HEENT Assessment

Heent Assessment

HEENT assessment includes examination of the eyes, ears, nose, throat, and neck. The examiner looks for any abnormalities in these areas.

Eyes: The examiner looks for any redness, swelling, discharge, or other abnormalities in the eyes.

Ears: The examiner checks for any redness, swelling, discharge, or other abnormalities in the ears.

Nose: The examiner checks for any congestion, discharge, or other abnormalities in the nose.

Throat: The examiner looks for any redness, swelling, soreness, or other abnormalities in the throat.

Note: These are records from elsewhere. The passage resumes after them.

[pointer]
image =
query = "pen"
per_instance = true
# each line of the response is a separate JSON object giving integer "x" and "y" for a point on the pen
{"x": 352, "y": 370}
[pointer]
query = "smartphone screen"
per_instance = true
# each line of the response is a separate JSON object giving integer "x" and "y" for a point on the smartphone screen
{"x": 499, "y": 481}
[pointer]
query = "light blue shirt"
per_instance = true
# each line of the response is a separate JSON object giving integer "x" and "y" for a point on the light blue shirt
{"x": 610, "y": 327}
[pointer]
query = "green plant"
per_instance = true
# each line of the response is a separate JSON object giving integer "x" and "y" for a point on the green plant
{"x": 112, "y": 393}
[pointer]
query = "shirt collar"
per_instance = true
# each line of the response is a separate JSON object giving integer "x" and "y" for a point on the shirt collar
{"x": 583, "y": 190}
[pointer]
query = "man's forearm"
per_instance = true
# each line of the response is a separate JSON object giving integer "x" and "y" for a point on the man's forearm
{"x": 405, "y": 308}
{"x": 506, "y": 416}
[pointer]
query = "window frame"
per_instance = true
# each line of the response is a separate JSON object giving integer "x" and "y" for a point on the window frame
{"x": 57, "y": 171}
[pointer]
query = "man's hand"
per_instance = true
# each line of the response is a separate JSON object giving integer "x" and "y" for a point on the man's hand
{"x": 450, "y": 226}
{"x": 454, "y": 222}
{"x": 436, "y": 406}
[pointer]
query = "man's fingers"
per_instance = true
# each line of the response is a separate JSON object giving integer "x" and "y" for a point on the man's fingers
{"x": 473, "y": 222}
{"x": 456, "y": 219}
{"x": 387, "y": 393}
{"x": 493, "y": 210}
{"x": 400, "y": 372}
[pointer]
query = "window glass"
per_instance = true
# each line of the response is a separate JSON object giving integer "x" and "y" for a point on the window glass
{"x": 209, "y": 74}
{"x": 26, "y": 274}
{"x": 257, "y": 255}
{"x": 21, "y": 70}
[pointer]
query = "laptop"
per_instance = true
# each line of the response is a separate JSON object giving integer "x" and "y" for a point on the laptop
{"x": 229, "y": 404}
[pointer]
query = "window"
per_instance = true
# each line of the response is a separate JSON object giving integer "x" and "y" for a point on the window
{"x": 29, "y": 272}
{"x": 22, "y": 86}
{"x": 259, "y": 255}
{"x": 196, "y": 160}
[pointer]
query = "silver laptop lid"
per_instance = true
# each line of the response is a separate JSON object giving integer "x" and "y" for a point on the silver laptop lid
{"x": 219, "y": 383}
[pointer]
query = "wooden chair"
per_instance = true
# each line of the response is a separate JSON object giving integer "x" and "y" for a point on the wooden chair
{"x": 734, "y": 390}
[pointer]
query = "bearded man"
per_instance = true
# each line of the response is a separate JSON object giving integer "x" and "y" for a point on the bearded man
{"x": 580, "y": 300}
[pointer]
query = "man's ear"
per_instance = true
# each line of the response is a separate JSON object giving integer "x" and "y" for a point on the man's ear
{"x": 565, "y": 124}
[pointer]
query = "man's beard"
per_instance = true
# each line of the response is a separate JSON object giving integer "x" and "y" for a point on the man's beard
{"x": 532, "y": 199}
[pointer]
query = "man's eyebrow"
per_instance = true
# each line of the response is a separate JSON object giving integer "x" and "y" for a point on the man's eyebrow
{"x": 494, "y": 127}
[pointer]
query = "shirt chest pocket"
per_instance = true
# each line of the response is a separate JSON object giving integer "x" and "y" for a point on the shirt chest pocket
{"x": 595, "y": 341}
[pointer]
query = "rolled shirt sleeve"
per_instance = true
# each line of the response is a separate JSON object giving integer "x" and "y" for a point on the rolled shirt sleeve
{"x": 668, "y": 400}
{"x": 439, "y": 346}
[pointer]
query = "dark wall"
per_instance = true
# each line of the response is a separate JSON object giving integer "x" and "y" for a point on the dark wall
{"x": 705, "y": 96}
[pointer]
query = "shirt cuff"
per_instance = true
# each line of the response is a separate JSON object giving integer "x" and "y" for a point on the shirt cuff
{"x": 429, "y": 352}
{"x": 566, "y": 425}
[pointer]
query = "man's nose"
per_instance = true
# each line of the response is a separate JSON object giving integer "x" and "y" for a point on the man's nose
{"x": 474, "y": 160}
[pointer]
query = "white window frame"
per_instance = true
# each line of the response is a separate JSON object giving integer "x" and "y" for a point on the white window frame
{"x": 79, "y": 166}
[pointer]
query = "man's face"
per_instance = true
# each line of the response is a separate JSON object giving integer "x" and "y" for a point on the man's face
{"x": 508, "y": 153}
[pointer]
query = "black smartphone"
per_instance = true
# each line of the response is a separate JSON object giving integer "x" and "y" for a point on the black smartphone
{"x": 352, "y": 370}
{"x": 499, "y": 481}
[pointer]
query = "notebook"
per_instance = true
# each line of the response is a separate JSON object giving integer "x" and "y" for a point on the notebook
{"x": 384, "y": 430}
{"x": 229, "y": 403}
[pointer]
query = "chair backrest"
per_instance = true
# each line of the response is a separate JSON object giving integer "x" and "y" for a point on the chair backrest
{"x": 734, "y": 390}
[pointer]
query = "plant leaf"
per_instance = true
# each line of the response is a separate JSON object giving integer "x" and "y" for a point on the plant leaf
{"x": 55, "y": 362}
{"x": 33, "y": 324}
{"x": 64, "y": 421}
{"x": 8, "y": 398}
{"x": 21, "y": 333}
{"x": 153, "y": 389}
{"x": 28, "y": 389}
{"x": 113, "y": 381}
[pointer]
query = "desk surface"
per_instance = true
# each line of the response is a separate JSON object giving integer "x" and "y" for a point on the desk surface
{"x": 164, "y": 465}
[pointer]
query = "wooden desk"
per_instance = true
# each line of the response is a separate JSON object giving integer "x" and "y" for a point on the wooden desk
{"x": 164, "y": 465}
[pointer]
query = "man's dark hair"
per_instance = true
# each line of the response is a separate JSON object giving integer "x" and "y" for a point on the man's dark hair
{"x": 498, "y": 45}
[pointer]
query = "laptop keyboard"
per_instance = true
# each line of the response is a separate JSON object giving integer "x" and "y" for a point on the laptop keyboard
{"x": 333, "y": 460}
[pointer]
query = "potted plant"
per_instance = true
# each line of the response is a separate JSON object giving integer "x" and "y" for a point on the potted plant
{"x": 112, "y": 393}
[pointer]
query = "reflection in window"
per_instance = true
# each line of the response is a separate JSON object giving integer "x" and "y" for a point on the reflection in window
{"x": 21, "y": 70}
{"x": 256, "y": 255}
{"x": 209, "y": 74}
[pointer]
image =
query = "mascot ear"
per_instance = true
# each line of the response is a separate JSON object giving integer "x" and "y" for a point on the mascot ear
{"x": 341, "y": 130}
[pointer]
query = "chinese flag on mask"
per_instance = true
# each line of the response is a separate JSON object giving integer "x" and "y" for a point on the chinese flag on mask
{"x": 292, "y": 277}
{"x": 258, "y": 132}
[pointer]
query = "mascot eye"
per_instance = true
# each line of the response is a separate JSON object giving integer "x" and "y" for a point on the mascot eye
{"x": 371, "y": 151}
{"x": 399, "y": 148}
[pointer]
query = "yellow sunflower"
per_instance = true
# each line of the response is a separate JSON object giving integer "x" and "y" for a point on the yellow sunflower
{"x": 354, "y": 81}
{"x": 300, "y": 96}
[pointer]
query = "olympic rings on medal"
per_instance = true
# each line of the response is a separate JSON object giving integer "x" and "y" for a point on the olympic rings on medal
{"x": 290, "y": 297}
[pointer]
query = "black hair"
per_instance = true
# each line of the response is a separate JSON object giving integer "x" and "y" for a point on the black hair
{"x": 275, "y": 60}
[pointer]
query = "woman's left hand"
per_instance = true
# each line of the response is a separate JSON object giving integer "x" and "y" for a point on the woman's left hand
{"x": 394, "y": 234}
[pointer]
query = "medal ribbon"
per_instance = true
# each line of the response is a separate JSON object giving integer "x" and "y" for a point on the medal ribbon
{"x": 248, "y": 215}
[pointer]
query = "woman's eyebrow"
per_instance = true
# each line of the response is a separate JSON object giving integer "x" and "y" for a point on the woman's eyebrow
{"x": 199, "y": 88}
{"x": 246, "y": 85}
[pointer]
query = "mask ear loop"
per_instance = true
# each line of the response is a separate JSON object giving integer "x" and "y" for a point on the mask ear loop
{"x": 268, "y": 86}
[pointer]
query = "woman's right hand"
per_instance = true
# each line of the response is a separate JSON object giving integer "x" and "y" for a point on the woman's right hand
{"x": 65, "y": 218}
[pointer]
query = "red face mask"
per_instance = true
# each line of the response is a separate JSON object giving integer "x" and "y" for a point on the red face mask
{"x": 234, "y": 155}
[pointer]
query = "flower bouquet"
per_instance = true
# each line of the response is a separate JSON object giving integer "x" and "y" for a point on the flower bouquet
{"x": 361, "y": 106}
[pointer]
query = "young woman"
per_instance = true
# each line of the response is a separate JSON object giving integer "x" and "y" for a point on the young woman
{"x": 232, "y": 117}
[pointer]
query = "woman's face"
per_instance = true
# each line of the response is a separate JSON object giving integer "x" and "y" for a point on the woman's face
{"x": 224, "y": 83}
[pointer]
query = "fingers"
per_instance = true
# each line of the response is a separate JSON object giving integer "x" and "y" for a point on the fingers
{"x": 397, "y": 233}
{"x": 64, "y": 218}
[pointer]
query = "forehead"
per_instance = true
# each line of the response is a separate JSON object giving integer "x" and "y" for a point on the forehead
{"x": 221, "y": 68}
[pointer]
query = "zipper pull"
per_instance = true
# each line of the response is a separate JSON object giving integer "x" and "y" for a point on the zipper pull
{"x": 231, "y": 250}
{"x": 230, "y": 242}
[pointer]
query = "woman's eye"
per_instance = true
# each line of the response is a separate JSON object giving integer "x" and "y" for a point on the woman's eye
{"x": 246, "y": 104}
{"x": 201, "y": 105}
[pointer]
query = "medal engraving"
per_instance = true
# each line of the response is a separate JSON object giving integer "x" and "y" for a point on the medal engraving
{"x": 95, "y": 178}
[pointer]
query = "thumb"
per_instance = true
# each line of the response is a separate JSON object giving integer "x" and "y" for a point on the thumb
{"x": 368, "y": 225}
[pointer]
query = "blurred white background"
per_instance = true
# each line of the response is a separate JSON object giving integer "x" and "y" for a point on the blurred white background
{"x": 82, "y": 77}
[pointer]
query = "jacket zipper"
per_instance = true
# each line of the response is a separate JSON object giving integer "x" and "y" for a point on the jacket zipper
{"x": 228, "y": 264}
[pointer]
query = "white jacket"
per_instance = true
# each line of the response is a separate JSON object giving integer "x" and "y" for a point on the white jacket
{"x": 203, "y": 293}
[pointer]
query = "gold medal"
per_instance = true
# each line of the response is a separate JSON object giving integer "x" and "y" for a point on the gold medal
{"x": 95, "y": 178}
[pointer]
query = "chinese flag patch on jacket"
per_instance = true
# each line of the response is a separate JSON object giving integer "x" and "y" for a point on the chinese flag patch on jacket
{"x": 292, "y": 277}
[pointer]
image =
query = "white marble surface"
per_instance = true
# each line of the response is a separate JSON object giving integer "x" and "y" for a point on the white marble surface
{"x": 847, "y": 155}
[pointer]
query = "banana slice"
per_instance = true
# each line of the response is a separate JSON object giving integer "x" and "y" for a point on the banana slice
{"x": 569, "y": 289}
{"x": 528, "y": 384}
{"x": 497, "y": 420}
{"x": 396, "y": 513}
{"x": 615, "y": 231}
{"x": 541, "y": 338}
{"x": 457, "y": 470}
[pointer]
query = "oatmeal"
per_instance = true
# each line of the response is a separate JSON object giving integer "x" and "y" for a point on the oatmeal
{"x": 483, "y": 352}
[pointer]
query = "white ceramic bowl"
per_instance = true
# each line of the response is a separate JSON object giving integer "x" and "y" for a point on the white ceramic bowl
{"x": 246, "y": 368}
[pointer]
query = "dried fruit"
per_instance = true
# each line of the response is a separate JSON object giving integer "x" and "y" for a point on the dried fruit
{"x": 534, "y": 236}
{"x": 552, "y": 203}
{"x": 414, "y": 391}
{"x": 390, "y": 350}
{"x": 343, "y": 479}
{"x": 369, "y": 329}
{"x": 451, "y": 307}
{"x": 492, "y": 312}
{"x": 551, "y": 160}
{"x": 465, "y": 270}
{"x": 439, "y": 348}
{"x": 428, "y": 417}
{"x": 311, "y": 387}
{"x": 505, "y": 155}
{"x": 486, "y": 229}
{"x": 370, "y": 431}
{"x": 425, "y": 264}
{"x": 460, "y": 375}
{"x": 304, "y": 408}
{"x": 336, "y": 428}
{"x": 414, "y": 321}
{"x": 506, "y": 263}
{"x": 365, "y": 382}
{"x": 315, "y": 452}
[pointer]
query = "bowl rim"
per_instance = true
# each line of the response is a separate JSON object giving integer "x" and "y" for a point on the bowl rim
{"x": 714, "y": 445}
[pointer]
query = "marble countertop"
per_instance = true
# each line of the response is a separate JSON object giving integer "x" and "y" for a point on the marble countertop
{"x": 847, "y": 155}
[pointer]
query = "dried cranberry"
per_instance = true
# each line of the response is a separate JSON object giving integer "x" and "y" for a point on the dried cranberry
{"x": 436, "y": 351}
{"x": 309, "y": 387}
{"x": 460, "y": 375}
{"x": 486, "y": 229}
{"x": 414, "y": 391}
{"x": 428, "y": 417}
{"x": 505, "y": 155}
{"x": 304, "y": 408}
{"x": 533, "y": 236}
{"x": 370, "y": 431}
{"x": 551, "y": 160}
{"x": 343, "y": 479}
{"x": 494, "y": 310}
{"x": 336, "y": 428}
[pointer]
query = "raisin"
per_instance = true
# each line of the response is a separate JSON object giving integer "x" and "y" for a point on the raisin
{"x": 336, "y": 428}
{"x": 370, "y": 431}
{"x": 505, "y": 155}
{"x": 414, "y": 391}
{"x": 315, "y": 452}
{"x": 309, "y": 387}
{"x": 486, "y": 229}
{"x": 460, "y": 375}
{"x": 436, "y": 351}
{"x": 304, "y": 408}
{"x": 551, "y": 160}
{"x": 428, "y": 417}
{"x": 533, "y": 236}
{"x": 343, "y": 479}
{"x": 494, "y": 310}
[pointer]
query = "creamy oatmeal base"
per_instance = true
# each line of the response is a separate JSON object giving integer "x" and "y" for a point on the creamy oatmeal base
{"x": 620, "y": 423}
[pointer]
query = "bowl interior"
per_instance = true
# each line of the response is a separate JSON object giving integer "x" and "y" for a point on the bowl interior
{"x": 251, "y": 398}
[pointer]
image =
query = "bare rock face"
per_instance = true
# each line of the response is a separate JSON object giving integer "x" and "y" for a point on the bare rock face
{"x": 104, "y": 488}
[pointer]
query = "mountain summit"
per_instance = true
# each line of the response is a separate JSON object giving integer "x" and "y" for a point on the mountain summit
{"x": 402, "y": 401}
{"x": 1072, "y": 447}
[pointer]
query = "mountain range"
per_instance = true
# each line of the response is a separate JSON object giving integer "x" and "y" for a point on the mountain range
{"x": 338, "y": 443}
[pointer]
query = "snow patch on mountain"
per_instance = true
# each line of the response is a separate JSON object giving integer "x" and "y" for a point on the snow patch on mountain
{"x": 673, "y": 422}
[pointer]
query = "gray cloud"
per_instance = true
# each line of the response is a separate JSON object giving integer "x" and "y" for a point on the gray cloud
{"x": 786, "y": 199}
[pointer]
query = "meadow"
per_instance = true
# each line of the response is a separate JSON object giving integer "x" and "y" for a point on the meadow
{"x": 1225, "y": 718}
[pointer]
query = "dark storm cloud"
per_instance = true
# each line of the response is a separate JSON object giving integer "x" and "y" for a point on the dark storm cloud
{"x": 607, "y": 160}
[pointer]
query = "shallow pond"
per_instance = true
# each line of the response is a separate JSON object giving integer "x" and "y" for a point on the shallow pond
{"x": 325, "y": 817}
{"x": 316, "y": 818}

Neck: The examiner checks for any tenderness, lumps, or other abnormalities in the neck.

HEENT Assessment Questions

  1. What is the patient’s chief complaint?
  2. What are the patient’s current symptoms?
  3. What is the patient’s past medical history?
  4. What is the patient’s family medical history?
  5. What medications does the patient currently take?
  6. What allergies does the patient have?
  7. What is the patient’s social history? (Including smoking, alcohol, and drug use)
  8. What is the patient’s diet like? (Including any special dietary needs or restrictions)
  9. Does the patient have any pets or animals at home? If so, what kind and how many?
  10. Does the patient have any environmental allergies or sensitivities? (Including dust, pollen, mold, etc.)
  11. What is the patient’s current living situation? (Do they live alone, with family, in a nursing home, etc.)
  12. What is the patient’s level of activity? (Are they bed-ridden, able to ambulate on their own, etc.)
  13. Is the patient currently pregnant or breastfeeding? If so, how far along are they?
  14. Does the patient have any history of mental illness or cognitive impairment? If so, please explain.
  15. Does the patient have any other medical conditions that we should be aware of? If so, please explain.
  16. Is the patient taking any medications? If so, please list them.
  17. Does the patient have any allergies to medications? If so, please list them.
  18. What is the patient’s current smoking status? (Do they smoke, used to smoke, never smoked) How much do they smoke per day?
  19. What is the patient’s current alcohol consumption? (Do they drink, used to drink, never drank) How much do they drink per day?
  20. Has the patient ever used recreational drugs? If so, please list them and when they were last used.